STEEP Trainee, Asta Habtemichael, was recently inducted into the inaugural cohort of The American Association of Colleges and Universities (AAC&U) Future Leaders Society as a finalist for the honorary K. Patricia Cross Future Leaders Award. This prestigious award recognizes distinguished graduate students who exhibit strong leadership for the future of higher education based on their commitments to teaching, community outreach and engagement, and the aspects of equity.
As a rising leader in academia, Habtemichael actively promotes inclusive science and education, particularly for minority and indigenous communities, with aims to preserve core traditional and cultural tenets of those underrepresented communities. Habtemichael recognizes this opportunity as “a great honor and privilege to be inducted into this prestigious society,” and plans to apply his acquired knowledge from professional development with the AAC&U to the communities in which he is actively engaged. He currently serves as the Coordinator and Lead Facilitator for the Diversity and Inclusion Badge Program at the University of Rhode Island and serves on Diversity, Equity, and Inclusion committees at the Graduate School of Oceanography.
In July, Habtemichael was chosen as one of 20 environmental scholars to receive a Switzer Environmental Fellowship. The prestigious fellowship, a program of the Robert and Patricia Switzer Foundation, recognizes promising environmental leaders and provides $17,000 to support their research.

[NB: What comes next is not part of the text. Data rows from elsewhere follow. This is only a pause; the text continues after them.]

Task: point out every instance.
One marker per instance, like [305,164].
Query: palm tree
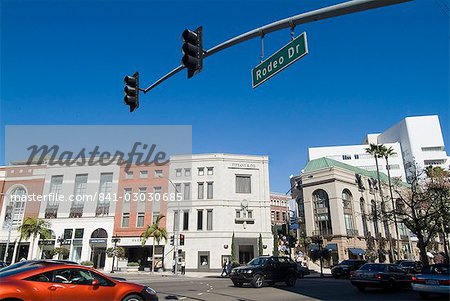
[376,151]
[386,153]
[31,228]
[158,233]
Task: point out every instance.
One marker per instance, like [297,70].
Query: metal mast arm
[315,15]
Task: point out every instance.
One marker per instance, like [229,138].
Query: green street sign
[284,57]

Habtemichael is a doctoral candidate in Dr. Rainer Lohmann’s chemical oceanography lab at the Graduate School of Oceanography at the University of Rhode Island studying bioaccumulation of per- and polyfluoroalkyl substances (PFAS) in marine food webs. The basis of his research aims to understand environmental interactions PFAS in the lower trophic levels of marine food webs by conducting experiments that allow him to analyze PFAS in phytoplankton and zooplankton species.